Renê pensou em desmaiar, mas o instinto de sobrevivência falou mais alto. Foi até a porta da sacada, abriu uma fresta na cortina e exclamou:
- Ai meu Deus! Por que eu não fui no shopping?
- O que é?
- Nada, nada.
- Não tem ninguém?
- Não tem ninguém?! Ah, ah, ah, - deu uma risada nervosa. – O otimismo dele! Tem uma excursão inteira atrás de ti, criatura.
- Tá brincando?!
- Tem no mínimo uns dez. Tudo de metralhadora na mão. Fora os três que estão no carro e não dá para ver como eles estão armados.
- Então o negócio é resistir – falou, enquanto retirava os revólveres da cintura.
- Violência não! Por favor! Vamos tentar o diálogo – implorava ao bandido, que sem se importar com a súplica do dono do apartamento, carregava as armas.
- Com essa gente não tem conversa. Eles só sabem cumprir ordens.
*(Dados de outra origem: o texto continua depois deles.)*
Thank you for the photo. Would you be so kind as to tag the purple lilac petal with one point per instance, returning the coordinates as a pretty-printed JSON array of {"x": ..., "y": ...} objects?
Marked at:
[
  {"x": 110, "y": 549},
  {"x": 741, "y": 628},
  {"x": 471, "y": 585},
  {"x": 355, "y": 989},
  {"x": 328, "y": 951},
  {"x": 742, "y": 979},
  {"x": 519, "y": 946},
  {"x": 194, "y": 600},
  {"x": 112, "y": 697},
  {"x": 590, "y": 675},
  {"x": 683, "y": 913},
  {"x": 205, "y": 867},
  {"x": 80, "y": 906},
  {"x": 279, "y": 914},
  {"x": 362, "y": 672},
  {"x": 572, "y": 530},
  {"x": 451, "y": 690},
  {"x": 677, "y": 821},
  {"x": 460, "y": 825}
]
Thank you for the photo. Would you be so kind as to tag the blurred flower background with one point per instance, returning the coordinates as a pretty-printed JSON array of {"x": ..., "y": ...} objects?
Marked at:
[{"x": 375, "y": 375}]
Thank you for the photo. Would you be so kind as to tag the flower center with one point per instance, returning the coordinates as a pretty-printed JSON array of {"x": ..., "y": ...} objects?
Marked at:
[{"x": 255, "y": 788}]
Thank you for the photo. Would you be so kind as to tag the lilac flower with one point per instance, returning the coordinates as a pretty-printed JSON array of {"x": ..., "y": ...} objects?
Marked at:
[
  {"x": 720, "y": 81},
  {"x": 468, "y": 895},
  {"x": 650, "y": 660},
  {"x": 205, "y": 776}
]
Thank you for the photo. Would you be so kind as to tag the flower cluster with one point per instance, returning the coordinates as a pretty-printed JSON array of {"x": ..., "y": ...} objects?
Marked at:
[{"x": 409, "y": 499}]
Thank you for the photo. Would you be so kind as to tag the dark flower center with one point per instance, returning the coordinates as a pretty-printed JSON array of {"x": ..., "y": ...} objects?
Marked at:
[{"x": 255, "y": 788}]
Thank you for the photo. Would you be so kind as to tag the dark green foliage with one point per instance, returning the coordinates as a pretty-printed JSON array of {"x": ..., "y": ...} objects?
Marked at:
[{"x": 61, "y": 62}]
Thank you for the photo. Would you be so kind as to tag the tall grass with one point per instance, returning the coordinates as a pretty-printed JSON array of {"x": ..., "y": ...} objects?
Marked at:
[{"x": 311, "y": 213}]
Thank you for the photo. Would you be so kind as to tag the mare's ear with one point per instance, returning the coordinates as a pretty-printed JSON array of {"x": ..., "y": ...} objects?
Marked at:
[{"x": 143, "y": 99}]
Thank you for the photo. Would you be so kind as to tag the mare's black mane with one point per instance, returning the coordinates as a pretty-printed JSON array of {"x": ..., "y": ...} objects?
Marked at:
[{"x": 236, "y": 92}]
E a ordem é matar eu e quem estiver comigo.
Renê sentiu um suor frio escorrer-lhe pelas costas, mãos e testa, além de uma enorme vontade de chorar, gritar e até desmunhecar se isso o fizesse acordar do pesadelo.
- Ai meu Deus! Por que eu não fui no shopping?
- Agora não adianta se lamentar. Sabe atirar?
- Não, não! – respondeu apavorado, quase berrando.
- Nunca é tarde para aprender. Só tem que ficar frio.Entendeu? – perguntou ao humanista, que andava de um lado para o outro a procura de uma solução.
- Polícia, nem pensar – continuava o fugitivo. – A gente nunca sabe de que lado eles estão.
- Ai meu Deus! Até alguns minutos atrás, eles estavam do meu lado ou eu do lado deles, agora... Ai meu Deus! Por que eu não fui no shopping?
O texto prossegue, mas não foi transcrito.